その日、ジョイール王国では国王の誕生日を祝うパレードが行われていた。
「国王様ー!おめでとうございます!」
「おめでとうございます!」
町には、この日のために町の人が育てた花の花びらが舞い、町は喜びに包まれている。
その中を走る馬車には、国王と王妃が乗っており、中から国民に手を振っている。馬車を囲むようにしているのは、この国の第一王子であり騎士団にも所属しているルーカス王子。

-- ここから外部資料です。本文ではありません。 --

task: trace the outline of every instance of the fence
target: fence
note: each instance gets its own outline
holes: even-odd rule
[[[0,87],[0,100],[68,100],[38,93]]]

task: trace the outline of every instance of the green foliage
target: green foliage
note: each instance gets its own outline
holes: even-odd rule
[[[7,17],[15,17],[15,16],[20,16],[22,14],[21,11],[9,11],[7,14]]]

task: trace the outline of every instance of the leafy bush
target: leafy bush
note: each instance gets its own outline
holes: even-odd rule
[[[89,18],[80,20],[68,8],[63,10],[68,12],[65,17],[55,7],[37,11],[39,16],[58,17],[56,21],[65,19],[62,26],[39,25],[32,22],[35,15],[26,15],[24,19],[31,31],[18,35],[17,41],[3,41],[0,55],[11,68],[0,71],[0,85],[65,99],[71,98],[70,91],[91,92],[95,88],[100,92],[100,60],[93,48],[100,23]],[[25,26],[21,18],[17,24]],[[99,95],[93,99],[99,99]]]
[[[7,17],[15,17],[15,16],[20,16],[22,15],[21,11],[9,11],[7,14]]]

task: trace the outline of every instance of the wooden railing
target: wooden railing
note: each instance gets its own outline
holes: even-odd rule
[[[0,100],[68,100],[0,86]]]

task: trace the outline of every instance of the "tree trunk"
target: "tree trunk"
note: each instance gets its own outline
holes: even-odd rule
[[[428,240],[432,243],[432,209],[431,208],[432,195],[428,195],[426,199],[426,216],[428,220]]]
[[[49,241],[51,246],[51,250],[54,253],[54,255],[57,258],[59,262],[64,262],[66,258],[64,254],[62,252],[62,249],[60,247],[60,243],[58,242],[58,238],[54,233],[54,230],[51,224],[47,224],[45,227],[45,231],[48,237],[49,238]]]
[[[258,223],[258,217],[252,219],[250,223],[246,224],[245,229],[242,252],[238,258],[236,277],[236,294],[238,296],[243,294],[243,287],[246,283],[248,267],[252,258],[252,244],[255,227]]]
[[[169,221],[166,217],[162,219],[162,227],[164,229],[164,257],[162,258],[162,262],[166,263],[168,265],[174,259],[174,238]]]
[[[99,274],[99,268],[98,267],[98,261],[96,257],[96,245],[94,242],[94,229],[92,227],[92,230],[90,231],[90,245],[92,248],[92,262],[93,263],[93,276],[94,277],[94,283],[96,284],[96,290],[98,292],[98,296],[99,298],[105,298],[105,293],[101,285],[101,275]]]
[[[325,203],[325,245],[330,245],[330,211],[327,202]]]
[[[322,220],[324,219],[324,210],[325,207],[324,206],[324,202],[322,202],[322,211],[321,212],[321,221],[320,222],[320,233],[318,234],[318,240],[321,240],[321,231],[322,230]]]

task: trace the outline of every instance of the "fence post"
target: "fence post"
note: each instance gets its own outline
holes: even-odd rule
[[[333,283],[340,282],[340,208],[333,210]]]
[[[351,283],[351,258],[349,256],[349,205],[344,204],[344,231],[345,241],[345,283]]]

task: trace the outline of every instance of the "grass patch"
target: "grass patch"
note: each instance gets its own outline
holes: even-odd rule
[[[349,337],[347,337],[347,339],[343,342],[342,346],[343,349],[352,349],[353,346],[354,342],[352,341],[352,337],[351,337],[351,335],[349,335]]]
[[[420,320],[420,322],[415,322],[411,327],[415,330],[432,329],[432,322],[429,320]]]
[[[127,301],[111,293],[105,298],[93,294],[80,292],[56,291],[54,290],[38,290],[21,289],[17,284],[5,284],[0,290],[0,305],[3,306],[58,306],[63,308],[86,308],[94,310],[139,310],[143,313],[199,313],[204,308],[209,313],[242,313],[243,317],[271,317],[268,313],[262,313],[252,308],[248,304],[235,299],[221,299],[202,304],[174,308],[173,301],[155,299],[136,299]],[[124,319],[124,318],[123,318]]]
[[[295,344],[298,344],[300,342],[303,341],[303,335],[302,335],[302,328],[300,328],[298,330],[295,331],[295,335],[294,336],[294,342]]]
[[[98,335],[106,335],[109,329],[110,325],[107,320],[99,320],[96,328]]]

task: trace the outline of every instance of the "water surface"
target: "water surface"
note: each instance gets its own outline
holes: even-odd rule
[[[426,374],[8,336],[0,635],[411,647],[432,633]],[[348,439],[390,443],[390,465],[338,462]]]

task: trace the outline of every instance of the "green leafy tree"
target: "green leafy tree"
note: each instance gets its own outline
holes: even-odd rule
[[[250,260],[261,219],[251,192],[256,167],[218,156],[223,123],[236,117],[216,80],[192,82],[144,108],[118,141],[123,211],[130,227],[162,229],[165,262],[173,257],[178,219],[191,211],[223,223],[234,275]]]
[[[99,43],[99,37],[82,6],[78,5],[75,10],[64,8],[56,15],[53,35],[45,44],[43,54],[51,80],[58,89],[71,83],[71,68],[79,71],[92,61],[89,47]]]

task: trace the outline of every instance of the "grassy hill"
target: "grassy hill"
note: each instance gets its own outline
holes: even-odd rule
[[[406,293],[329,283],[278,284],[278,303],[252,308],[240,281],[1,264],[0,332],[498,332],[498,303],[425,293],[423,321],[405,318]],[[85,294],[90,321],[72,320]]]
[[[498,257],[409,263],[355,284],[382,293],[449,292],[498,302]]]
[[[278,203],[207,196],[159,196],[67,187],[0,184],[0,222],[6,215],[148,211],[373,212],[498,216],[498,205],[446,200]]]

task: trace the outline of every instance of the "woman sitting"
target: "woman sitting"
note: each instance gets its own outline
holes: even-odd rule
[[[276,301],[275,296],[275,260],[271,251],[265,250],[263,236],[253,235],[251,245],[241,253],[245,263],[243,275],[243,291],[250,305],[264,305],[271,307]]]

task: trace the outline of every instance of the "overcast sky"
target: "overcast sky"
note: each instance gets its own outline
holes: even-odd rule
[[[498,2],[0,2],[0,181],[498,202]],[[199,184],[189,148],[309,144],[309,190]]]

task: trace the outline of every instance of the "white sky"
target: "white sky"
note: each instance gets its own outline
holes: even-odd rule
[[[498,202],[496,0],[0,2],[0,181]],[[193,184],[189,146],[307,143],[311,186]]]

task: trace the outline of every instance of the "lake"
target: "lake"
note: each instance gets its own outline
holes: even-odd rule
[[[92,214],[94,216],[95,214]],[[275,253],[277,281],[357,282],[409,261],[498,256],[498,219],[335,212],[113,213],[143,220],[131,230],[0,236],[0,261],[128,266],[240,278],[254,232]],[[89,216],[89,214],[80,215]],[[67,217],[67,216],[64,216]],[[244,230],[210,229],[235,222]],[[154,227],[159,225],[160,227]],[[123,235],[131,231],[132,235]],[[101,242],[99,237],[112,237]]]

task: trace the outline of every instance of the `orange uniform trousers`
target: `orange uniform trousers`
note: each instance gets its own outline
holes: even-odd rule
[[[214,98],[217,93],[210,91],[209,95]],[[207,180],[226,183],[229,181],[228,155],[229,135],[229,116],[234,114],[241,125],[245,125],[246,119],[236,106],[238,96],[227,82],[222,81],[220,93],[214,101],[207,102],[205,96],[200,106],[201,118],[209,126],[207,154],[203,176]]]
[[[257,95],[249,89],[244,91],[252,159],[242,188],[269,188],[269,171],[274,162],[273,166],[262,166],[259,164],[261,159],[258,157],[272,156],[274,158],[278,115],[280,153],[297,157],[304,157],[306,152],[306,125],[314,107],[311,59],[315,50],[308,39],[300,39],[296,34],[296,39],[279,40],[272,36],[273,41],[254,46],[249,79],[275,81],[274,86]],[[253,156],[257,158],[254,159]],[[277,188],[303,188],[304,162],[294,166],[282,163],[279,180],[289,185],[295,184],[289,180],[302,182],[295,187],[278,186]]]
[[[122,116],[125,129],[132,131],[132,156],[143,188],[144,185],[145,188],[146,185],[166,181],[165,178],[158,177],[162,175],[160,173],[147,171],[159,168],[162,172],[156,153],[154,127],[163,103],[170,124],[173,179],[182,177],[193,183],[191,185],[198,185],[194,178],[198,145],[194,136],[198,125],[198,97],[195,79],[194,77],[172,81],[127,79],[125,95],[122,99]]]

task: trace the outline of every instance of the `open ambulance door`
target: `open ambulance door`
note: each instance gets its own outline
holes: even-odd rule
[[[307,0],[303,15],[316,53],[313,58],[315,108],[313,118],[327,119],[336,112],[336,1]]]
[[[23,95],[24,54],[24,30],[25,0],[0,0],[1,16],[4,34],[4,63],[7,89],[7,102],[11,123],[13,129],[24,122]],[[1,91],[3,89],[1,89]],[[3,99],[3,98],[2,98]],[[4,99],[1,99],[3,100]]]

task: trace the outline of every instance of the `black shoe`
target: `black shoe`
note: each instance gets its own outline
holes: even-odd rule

そして、それを筆頭とした騎士団の精鋭達だ。
パレードは順調に進み、最後の城までの直線の道になった時だった。
「なんだ、あれは?」
「人、じゃないか?」
馬車の進む先に、フードを被っている人物が現れた。
その人物が、右手を挙げる。
すると、辺りに黒いモヤが出てきてあっという間に、明るかった晴天の空を闇色に染めてしまった。
人々は、ざわめき始める。
「国王よ、ここで積年の恨み晴らさせてもらうぞ!」
フードの人物がそう言った瞬間、黒いモヤが国王が乗る馬車に向かって、攻撃を始める。
「馬車を守れ!」
「はっ!」
ルーカス王子の声に、他の騎士が応える。
そんなルーカス王子の元に、剣を抜き走っていく人物がいた。
「あなたの相手は、俺です!」
「くっ!リオンか!」
その人物はかつて、この国の騎士団に所属しルーカス王子の護衛も務めていた者だった。
ルーカス王子とリオンが戦っている間も、馬車への攻撃は続いており、次々に増え攻撃をしてくる黒いモヤを騎士達は捌ききれず、馬車にも攻撃が当たっている。
「くそ!どけ、リオン!」
「計画の邪魔はさせません!」
国民達は、逃げ惑っている。
黒いモヤは、逃げる国民を追い捕まえると体に巻き付いた。巻き付かれた国民は、まるで魂を吸われたかのように、その場に倒れていく。
そうこうしている内に、馬車を守る騎士は次々に黒いモヤの餌食になり、とうとう馬車を守る騎士が居なくなった。
そして、無数の黒いモヤが馬車へ向かっていき馬車は、串刺し状態になりその中からは国王の血か…。
「父上ーーー!」
ルーカス王子の叫びがあたりに響き渡った時、フードの人物は静かに笑い始めた。
「ッハハハハ!やったぞ、ついに国王を殺ってやった!これで準備は整った…。さぁ、おいでミリア」
少し離れた建物の陰から、美しい少女が出てくる。
「さぁ、後は私に身を委ねるんだ」
フードの人物がそう言うと、ミリアと呼ばれたその少女は静かに目を閉じた。
フードの人物の手には、綺麗な飾り細工が施された短刀が握られている。
「やっと、やっとだ!これで我が一族の悲願が果たされる!」
そう言って、フードの人物が短刀を振りかぶった時だった。
「残念だけど、それは無理ですよ」
「なんだと?っうわ!」
女の声が聞こえたあと、辺りは光に包まれた。